Additionally, he is a dedicated music educator, committed to inspiring his students and helping them cultivate the technique and knowledge to express themselves as freely and creatively as they wish.

He's a founder of the band Ahleuchatistas, an American instrumental math rock duo that mix influences of jazz, progressive rock, avant-garde, and experimental to create a unique sound. The band was formed in Asheville, North Carolina in November 2002.
Ahleuchatistas' sound is rooted in a wide variety of sonic influences and musical traditions. In addition to being an instrumental rock band, there are elements of noise, African music, ambient/drone, psychedelia, Chinese traditional music, garage rock, minimalism, classical music, and electronica. They employ block-form, thru-composition, and improvisational musical strategies. Sudden tempo changes, amelodic tones, and technically complex motifs are prominent characteristics of much of the band's recorded output. The original members of the band were Shane Perlowin on guitar, Derek Poteat on bass, and Sean Dail on drums.

 What do you remember about your first guitar?

It was a cheap, white, Stratocaster-style electric guitar.  I think it was called a Striker.  I learned some licks on it, and wrote my first few songs on it.  But, really it was nothing special...  I was 14 years old, and my mother was about to get me a keyboard and lessons, but then gave me the option to get a guitar instead and that excited me.  I think I took two lessons with that dude, before going off to find my own way.
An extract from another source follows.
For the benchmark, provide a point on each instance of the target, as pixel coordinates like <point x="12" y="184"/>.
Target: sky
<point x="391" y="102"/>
Tell me one impossible project do you like to realize?

I don't know, I guess I don't fantasize about that ever...  or maybe I just think every idea I have is somehow possible.

Which is the main pleasure of the guitar?

I find just about everything about the guitar to be pleasurable...  But, one of the greatest rewards of having devoted so much of my life to this instrument is its ability to communicate.  Through guitar, I communicate across borders, across generations, across class-lines, across language barriers, and across time.  The connections that I have made with other humans through this instrument are a beautiful, immeasurable gift.

Which work of your own are you most proud of, and why?

I try to remember the feeling I have when an idea falls out of my fingers for the first time.  Because you can forget that feeling if you kick something around for long enough.  You end up knowing it too well and you might forget what was magical about it.  But, something made you say "Yes!" the first time you heard it.  And other people will feel that way too if they have the chance to hear it.  So, I try to recreate that innocence for myself when I play music.

Where are your roots? What are your influences?

My roots are all over the place.  I grew up with the mass media just like everyone else, and I enjoy a lot of popular music.  My first cassette tapes as a small child were RUN DMC and the Beastie Boys, and I still love that music.  I was a metal head when I first got a guitar, and the first couple riffs I learned were by Metallica and Iron Maiden.  I fell in love with jazz when I bought John Coltrane's Giant Steps at age 16.  I used to go see the great jazz organist Dr. Lonnie Smith every Sunday at a pub in Fort Lauderdale, FL when I was a teenager.  He and the other musicians were tossing magic around on stage, and I felt like I was at a tennis match, if I was WAY into tennis.  The musicians were all smiling and speaking without words and I was drawn to this experience because it was pure joy.

That said, I was also way into the post-punk band Fugazi, who remain one of my favorite rock bands, for much the same reason.  I definitely enjoyed the prog-rock and Frank Zappa as a lad.  When I was 19 or so I got turned onto the NYC experimental avant-garde scene and John Zorn and Marc Ribot became heros.  As I have grown up and become a music educator and musician-for-hire, I have become focused on classical guitar and a holistic approach to music education.  I have had very little formal training, so I have taken a somewhat circuitous route full of "mistakes".  However, I think my insistence on originality and experimentalism was probably ultimately a healthy choice.  My ears are wide open so there is really no genre of music that I can categorically say I dislike.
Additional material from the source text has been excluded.